Saya ikut meradang, ketika membaca lembar demi lembar catatan perjalanan Ahmad Yunus ini. Betapa tidak, negeri yang katanya negeri bahari tapi tak becus mengurus pulau-pulau dan menjaga kekayaan laut. Saya ingat buku “Arus Balik” Pram yang seolah menggugat cara berpikir para pemimpin kita (mungkin juga rakyatnya) yang melupakan laut dan justru konsentrasi ke darat. Kejayaan Nusantara itu sudah terbukti di laut, maka dulu muncul kerjaaan besar macam Sriwijaya dan Majapahit yang mengusai lautan. Saya ikut sedih melihat kenyataan Angkatan Laut kita yang justru kerdil dibandingkan Angkatan Darat. Damn!

Buku “Meraba Indonesia” ini benar-benar sebuah perenungan dahsyat seorang anak negeri yang sedang meraba-raba kebesaran negerinya. Kita ini sebesar apa? Sebesar gajah atau semut? Kalau dibilang gajah, jangan-jangan kita hanya mampu menyentuh belalainya, badan dan kakinya entah hilang sudah kemana. Dijual obral oleh para penguasa tengkulak kepada penguasa asing. Jangan-jangan kita ikut menggadaikan kekayaan alam kita sendiri, ikut merampok hasil keringat sendiri. Maka saya kembali meradang ketika mendapati kenyataan bahwa perompak di Selat Malaka ternyata tak lain dan tak bukan adalah aparat kita sendiri. Damn!

Dalam catatan perjalanan selama 10 bulan itulah, kita akan disuguhi wajah asli Indonesiakita. Menjumpai pulau-pulau terluar yang jarang kita dengar namanya. Jangan lupa, disanaada penduduknya. Mereka adalah bagian dariIndonesia. Indonesia itu bukan Jawa, bukan Jakarta! Dan Ahmad Yunus menuliskannya dengan gaya jurnalisme sastrawi. Membacanya seakan menyimak manisnya persahabatan warga Nusantara dan keindahan alamnya, berikut kegetiran yang mereka alami. Semua itu saling berkelindan dan sambung menyambung menjadi satu: sasakala Indonesia.

Maka, dengan darah keindonesiaan yang saya miliki, saya tetap harus meneriakkan: “Damn, I love Indonesia!” (meminjam tag line yang dipromosikan oleh DJ Daniel).
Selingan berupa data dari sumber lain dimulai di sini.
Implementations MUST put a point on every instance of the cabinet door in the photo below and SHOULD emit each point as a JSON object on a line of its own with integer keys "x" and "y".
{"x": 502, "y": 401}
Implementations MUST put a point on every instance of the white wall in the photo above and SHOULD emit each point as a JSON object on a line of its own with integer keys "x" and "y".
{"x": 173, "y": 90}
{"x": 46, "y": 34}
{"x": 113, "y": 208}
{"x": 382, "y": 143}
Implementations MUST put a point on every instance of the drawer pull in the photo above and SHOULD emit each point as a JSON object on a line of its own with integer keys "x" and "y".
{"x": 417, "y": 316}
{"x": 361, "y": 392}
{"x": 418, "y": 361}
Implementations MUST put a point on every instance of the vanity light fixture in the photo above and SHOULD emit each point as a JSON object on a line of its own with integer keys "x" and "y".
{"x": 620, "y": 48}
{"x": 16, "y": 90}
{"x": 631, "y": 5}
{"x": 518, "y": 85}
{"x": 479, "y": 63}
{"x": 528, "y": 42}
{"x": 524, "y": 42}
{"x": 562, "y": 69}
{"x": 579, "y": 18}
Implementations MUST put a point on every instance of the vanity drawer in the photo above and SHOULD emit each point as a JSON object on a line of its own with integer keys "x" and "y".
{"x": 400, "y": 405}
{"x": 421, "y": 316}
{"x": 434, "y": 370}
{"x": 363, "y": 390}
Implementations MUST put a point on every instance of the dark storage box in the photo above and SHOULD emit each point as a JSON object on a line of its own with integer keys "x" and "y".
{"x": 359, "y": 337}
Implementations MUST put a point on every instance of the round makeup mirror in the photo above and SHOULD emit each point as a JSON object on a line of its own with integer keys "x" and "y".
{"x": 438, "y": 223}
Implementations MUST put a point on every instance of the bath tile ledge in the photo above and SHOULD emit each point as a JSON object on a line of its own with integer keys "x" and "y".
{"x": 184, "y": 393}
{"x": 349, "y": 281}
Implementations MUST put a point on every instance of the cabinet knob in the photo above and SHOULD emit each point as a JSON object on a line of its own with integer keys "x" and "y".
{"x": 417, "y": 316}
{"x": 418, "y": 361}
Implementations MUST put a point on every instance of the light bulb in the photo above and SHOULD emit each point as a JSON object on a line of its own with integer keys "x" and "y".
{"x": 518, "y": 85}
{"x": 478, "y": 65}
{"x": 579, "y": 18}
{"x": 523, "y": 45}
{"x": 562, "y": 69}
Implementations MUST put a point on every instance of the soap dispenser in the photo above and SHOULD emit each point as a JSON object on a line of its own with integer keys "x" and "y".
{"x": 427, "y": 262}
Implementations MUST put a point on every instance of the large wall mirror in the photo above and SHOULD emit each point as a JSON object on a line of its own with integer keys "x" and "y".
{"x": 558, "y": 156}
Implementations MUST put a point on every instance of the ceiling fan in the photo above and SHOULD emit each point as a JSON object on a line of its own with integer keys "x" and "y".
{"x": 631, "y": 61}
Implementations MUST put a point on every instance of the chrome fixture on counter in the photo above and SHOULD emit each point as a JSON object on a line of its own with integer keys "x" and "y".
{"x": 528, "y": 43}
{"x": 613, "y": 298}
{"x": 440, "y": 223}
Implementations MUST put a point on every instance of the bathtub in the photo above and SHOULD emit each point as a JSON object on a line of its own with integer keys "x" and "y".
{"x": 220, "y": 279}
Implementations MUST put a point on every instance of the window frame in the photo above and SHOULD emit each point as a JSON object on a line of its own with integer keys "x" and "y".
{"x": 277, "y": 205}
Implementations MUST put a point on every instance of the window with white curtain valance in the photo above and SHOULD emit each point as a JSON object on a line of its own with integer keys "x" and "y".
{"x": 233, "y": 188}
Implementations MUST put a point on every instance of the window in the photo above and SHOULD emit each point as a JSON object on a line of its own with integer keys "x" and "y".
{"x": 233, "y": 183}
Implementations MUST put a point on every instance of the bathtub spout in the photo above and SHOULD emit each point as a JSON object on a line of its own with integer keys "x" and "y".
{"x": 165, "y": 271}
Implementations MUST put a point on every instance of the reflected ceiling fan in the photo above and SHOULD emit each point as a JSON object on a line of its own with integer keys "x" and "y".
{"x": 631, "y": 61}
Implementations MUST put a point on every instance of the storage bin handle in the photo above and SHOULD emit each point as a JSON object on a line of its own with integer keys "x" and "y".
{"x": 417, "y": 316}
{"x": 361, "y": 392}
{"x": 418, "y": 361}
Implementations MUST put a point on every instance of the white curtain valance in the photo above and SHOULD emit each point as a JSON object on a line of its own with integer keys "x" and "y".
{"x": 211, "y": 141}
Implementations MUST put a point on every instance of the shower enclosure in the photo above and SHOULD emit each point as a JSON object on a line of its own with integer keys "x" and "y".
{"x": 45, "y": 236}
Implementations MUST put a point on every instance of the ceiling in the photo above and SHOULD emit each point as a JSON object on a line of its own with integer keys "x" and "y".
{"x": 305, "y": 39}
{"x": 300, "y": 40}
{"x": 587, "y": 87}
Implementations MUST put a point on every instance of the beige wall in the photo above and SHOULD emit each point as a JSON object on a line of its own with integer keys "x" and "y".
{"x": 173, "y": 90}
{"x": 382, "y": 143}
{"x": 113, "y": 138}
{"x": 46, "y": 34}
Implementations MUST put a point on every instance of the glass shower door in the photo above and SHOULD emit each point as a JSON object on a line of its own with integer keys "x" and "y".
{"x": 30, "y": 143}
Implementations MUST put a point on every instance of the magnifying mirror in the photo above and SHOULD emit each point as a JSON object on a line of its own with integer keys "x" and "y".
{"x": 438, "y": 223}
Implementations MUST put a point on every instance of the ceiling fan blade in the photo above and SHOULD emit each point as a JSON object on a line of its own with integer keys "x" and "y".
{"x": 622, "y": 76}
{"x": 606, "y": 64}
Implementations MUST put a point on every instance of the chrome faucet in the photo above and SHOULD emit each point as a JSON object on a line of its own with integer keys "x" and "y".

Mencintai Indonesia apa adanya.

Review buku oleh Hartono Rakiman, pengasuh Rumah Baca

4 Responses to “Meraba Indonesia”


  1. 1 Amiroh Adilah Tuesday, December 20, 2011 at 10:47 am

    Aku sudah baca bukunya setengah, luar biasa mas…

    Perasaanku campur aduk, melihat Indonesia yang begitu di minati banyak orang diluar sana. Tapi begitu disia-siakan oleh pemerintahnya. Saya mencintai Indonesia , saya cinta seluruh kebudayaannya, saya bangga dengan keanekaragamnnya, saya bangga dengan perbedaan suku, ras dan budaya. Karena disitulah letak warisan yang tak ternilai harganya, yang harus kita jaga demi anak cucu kita kelak. Tidak hanya itu, keankaragaman hayati dan botani pun ikut membuat bangga saya sebagai anak negeri Indonesia. Dan kebanggaan serta cinta saya ini tentunya memiliki sebuah harapan panjang untuk Indonesia. Saya berharap tidak ada lagi sekolah-sekolah yang hampir roboh di pelosok Indonesia, tidak lagi ada kelaparan, rakyat sejahtera. aaah apakah harapan saya ini hanya sebuah utopia?
    saya fikir selama kejujuran di junjung tinggi di negeri ini, semua mimpi pasti akan tercapai🙂

  2. 2 Inggrid Silitonga Tuesday, December 20, 2011 at 10:49 am

    “Damn, I like it !!”.. Hahahaha keren Mas. 100 % Indonesia …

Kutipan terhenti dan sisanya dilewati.